Alyssa Spomer: ISB poster highlighting how motor control is impacted when typically developing individuals emulate cerebral palsy gait patterns. ISB poster on understanding how individuals can alter motor control expression using visual biofeedback.
Megan Auger: ISB presentation on how muscle coordination strategies in typically developing children and children with cerebral palsy are not accurately captured using standard musculoskeletal modeling optimization algorithms in computer simulation.
Nicole Zaino: ISB presentation on spasticity reduction via rhizotomy in children with cerebral palsy and how there was no significant difference in the change in energy consumption when compared to a control group of children with cerebral palsy who had no rhizotomy.
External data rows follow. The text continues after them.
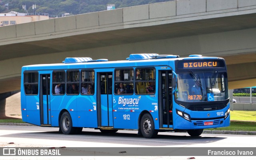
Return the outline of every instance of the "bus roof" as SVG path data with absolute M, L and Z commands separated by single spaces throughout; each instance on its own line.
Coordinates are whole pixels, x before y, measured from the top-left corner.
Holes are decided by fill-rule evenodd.
M 59 70 L 86 69 L 108 67 L 132 67 L 134 66 L 168 65 L 170 61 L 189 59 L 223 59 L 217 57 L 203 57 L 201 55 L 192 55 L 189 57 L 179 58 L 178 56 L 158 55 L 156 54 L 132 54 L 126 60 L 108 61 L 105 59 L 92 60 L 89 57 L 67 58 L 63 63 L 40 64 L 25 66 L 25 70 Z M 165 63 L 163 63 L 165 62 Z

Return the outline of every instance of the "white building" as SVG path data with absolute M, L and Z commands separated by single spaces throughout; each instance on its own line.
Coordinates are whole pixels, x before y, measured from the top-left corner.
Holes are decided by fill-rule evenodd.
M 14 11 L 0 13 L 0 26 L 48 20 L 48 16 L 46 13 L 22 13 Z

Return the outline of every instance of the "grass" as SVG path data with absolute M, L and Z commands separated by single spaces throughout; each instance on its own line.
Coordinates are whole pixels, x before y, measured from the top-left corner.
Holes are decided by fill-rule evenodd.
M 230 111 L 230 120 L 256 122 L 256 111 L 245 110 Z
M 0 120 L 0 123 L 25 123 L 21 119 L 8 119 Z

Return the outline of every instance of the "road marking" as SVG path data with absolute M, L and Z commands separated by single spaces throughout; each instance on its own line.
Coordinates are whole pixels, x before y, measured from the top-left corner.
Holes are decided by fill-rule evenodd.
M 33 136 L 47 136 L 47 135 L 44 134 L 22 134 L 22 133 L 16 133 L 15 134 L 21 134 L 21 135 L 33 135 Z M 84 139 L 102 139 L 106 140 L 134 140 L 134 141 L 146 141 L 146 142 L 161 142 L 166 143 L 185 143 L 188 144 L 200 144 L 200 143 L 190 143 L 190 142 L 178 142 L 174 141 L 163 141 L 160 140 L 137 140 L 133 139 L 122 139 L 122 138 L 96 138 L 92 137 L 81 137 L 79 136 L 62 136 L 62 135 L 51 135 L 52 136 L 55 137 L 69 137 L 69 138 L 81 138 Z

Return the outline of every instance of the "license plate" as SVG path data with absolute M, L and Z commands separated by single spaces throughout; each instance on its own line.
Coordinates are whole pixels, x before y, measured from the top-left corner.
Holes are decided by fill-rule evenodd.
M 213 122 L 205 122 L 204 125 L 204 126 L 213 125 Z

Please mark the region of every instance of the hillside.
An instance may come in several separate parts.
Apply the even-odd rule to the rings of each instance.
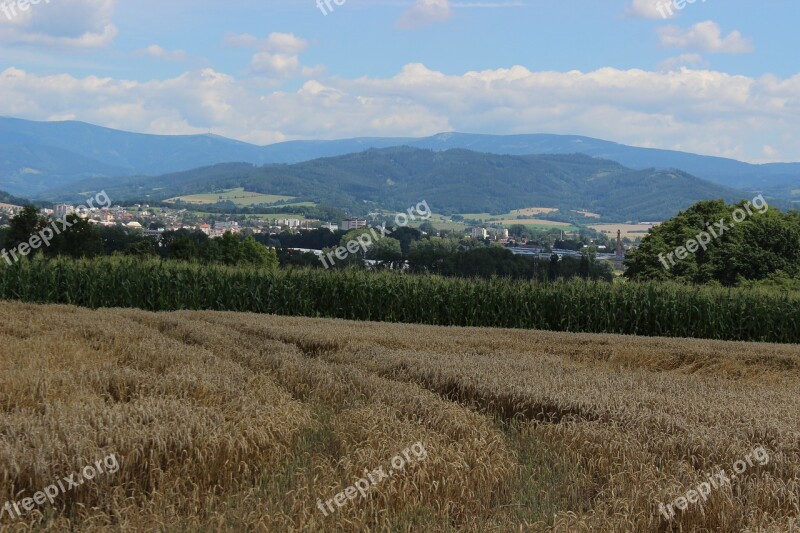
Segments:
[[[0,527],[797,526],[797,346],[11,303],[0,341],[0,501],[77,473]]]
[[[146,135],[82,122],[0,117],[0,189],[33,196],[93,176],[155,176],[231,162],[294,164],[398,146],[501,155],[582,153],[637,170],[680,169],[727,187],[800,187],[800,163],[751,165],[575,135],[442,133],[418,139],[357,138],[256,146],[216,135]]]

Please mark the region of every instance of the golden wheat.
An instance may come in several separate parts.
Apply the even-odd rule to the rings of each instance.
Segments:
[[[792,531],[800,348],[0,303],[0,528]],[[404,447],[428,456],[324,516]],[[750,468],[668,522],[668,502]]]

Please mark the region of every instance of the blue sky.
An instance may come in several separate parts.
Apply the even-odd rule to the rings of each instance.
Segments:
[[[258,144],[569,133],[800,160],[796,1],[696,0],[666,19],[667,0],[20,1],[0,0],[2,115]]]

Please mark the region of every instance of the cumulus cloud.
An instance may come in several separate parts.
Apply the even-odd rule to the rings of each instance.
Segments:
[[[679,56],[665,59],[659,64],[661,70],[675,70],[683,67],[707,66],[707,62],[700,54],[681,54]]]
[[[225,44],[256,49],[250,60],[250,73],[276,81],[309,77],[322,72],[322,67],[306,67],[301,64],[300,53],[308,47],[308,41],[292,33],[271,33],[264,39],[249,33],[227,35]]]
[[[166,50],[157,44],[151,44],[147,48],[137,50],[134,52],[137,56],[152,57],[154,59],[162,59],[164,61],[185,61],[186,51],[184,50]]]
[[[722,37],[719,25],[711,20],[699,22],[688,29],[666,26],[658,30],[661,44],[668,48],[683,48],[711,54],[746,54],[753,51],[750,39],[732,31]]]
[[[417,0],[408,11],[403,13],[397,26],[403,29],[415,29],[449,19],[453,10],[448,0]]]
[[[625,13],[643,19],[668,19],[677,15],[672,0],[633,0]]]
[[[254,89],[205,69],[138,82],[0,72],[0,115],[70,117],[150,133],[215,133],[265,144],[442,131],[563,133],[754,162],[800,158],[800,74],[524,66],[447,75],[423,64],[384,78],[319,77]],[[765,139],[769,145],[765,149]]]
[[[118,30],[111,22],[116,0],[58,0],[7,4],[0,15],[0,42],[42,47],[101,48]],[[11,15],[11,16],[9,16]]]

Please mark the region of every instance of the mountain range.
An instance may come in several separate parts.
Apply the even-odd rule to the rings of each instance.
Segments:
[[[746,196],[678,170],[634,170],[582,154],[510,156],[463,149],[441,152],[368,149],[294,165],[226,163],[163,176],[94,178],[63,191],[104,189],[115,201],[155,203],[177,196],[242,187],[346,208],[405,210],[427,201],[437,213],[502,214],[552,207],[564,216],[598,213],[606,220],[663,220],[698,200]]]
[[[149,135],[83,122],[0,117],[0,190],[40,197],[86,178],[157,176],[220,163],[294,164],[408,146],[498,155],[580,153],[633,170],[677,169],[718,185],[785,195],[800,189],[800,163],[754,165],[733,159],[626,146],[575,135],[442,133],[425,138],[288,141],[256,146],[216,135]],[[795,191],[796,192],[796,191]]]

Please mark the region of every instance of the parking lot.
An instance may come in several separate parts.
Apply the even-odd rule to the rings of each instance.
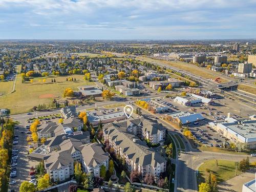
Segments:
[[[13,163],[11,166],[12,170],[11,171],[10,177],[13,178],[10,178],[8,189],[14,189],[15,191],[19,191],[19,187],[23,181],[30,180],[30,176],[29,175],[30,167],[34,167],[38,164],[38,162],[29,161],[27,158],[28,146],[26,140],[27,135],[25,126],[28,124],[19,125],[16,126],[18,128],[14,130],[14,136],[18,136],[15,138],[18,138],[16,140],[18,141],[13,143],[13,157],[17,157],[12,159],[12,163]]]

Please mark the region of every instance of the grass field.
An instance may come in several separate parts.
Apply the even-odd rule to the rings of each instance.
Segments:
[[[0,81],[0,96],[10,92],[14,81]]]
[[[208,147],[206,146],[201,146],[199,147],[199,150],[211,152],[228,153],[230,154],[248,155],[248,154],[247,154],[246,153],[236,152],[234,151],[227,150],[218,147]]]
[[[16,84],[16,91],[7,96],[0,97],[0,108],[8,108],[11,114],[27,112],[39,104],[49,103],[53,98],[59,98],[62,96],[63,90],[70,88],[77,90],[77,87],[94,84],[94,82],[85,81],[82,75],[72,75],[76,81],[67,81],[67,76],[50,76],[48,77],[34,78],[34,82],[22,82],[20,74],[18,74]],[[55,78],[56,82],[52,83],[52,78]],[[45,83],[39,82],[45,78]]]
[[[205,161],[198,169],[200,173],[198,177],[198,184],[205,182],[209,175],[209,173],[206,171],[206,169],[210,170],[216,176],[218,182],[221,182],[234,177],[236,165],[234,161],[223,160],[218,160],[218,166],[215,159]],[[241,173],[237,170],[237,175]]]
[[[246,84],[240,84],[238,86],[238,89],[239,90],[246,91],[250,93],[256,95],[256,88],[252,86],[247,86]]]
[[[146,61],[153,62],[160,65],[168,65],[170,66],[174,67],[180,70],[187,71],[189,73],[194,74],[201,77],[203,77],[208,79],[215,79],[217,77],[219,77],[219,74],[212,71],[210,71],[206,69],[206,68],[200,68],[192,64],[187,63],[181,61],[169,61],[165,60],[160,60],[154,59],[145,57],[137,57],[137,59]],[[221,78],[221,82],[227,82],[228,80]]]

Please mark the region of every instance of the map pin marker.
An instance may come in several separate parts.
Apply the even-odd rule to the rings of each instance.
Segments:
[[[131,116],[133,112],[133,106],[127,104],[123,108],[123,113],[126,116],[127,118],[129,119],[131,117]]]

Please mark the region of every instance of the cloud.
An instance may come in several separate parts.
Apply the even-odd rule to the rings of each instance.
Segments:
[[[176,31],[180,38],[198,36],[195,31],[216,38],[234,38],[244,31],[248,37],[256,29],[255,9],[255,0],[0,0],[1,23],[7,28],[0,36],[40,38],[59,31],[70,38],[73,30],[77,38],[89,32],[93,38],[108,38],[111,33],[128,38],[157,38],[158,33],[163,38]]]

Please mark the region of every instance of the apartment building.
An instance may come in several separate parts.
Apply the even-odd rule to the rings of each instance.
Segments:
[[[104,153],[101,145],[97,143],[88,144],[83,147],[81,153],[82,156],[86,157],[83,158],[82,165],[87,174],[91,173],[95,177],[100,177],[101,165],[104,165],[106,170],[109,170],[109,153]]]
[[[109,141],[115,154],[125,160],[130,172],[136,170],[143,178],[147,174],[159,177],[166,170],[165,158],[131,132],[120,131],[120,125],[106,125],[103,127],[103,138]]]
[[[238,73],[250,73],[252,68],[252,63],[244,62],[238,65]]]

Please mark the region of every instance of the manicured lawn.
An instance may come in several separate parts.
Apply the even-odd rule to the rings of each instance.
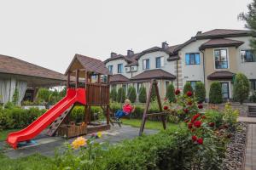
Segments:
[[[0,131],[0,141],[3,141],[6,139],[8,133],[18,131],[20,129],[9,129],[9,130],[3,130]]]
[[[141,119],[122,119],[122,122],[123,122],[123,124],[125,124],[125,125],[130,125],[130,126],[135,127],[135,128],[140,128],[141,123],[142,123]],[[167,128],[175,130],[177,128],[178,125],[179,124],[177,124],[177,123],[167,122]],[[161,122],[146,121],[145,128],[162,130],[163,124]]]
[[[6,169],[52,169],[53,162],[50,158],[35,154],[19,159],[9,159],[0,153],[0,170]]]

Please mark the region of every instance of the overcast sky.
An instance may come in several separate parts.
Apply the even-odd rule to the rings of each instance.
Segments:
[[[244,29],[252,0],[0,0],[0,54],[63,73],[75,54],[102,60],[198,31]]]

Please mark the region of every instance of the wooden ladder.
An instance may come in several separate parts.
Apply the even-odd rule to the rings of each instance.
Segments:
[[[70,110],[72,110],[73,107],[73,105],[67,108],[60,116],[58,116],[56,118],[56,120],[55,120],[55,122],[53,122],[51,123],[51,125],[49,127],[49,128],[46,132],[47,135],[55,136],[58,128],[60,127],[61,122],[64,121],[65,117],[68,115],[68,113],[70,112]]]

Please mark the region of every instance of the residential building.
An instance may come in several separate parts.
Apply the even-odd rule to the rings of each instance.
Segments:
[[[255,36],[253,36],[255,37]],[[252,90],[256,90],[256,57],[250,49],[252,32],[246,30],[215,29],[199,31],[183,44],[154,47],[127,55],[112,53],[105,61],[114,79],[122,76],[123,87],[132,84],[138,88],[142,82],[148,86],[148,79],[159,80],[160,96],[165,96],[166,87],[172,82],[183,89],[186,82],[195,88],[196,82],[205,83],[207,99],[212,82],[222,85],[223,98],[232,99],[233,78],[237,72],[244,73],[251,81]],[[125,69],[119,69],[122,66]],[[119,81],[111,82],[118,86]]]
  • Megan stands in blue dress at podium giving a presentation.
  • Nicole stands in a white dress at podium giving a presentation.
  • Michael stands in blue shirt behind a podium presenting.

TGCS 2019

Additionally, two members of our lab – Michael & Megan – attended TGCS 2019 in Canmore, Canada prior to ISB 2019. The Technical Group on Computer Simulation (TGCS) is a scientific and technical meeting for investigators and students in all areas of computer simulation in biomechanics. This group was a highly-focused subset of the ISB community, primarily focusing on forward simulation of unimpaired and pathological gait patterns, but also touching on multi-scale simulation, diving, cycling, and wheelchair use. 

A mountain view in Canmore, Canada with sharp jagged peaks and a bright blue lake.
Michael standing in the front of a room in between two screens giving a presentation.
Michael Rosenberg: TGCS presentation on Dynamic Mode Decomposition for modeling response to ankle exoskeletons during gait.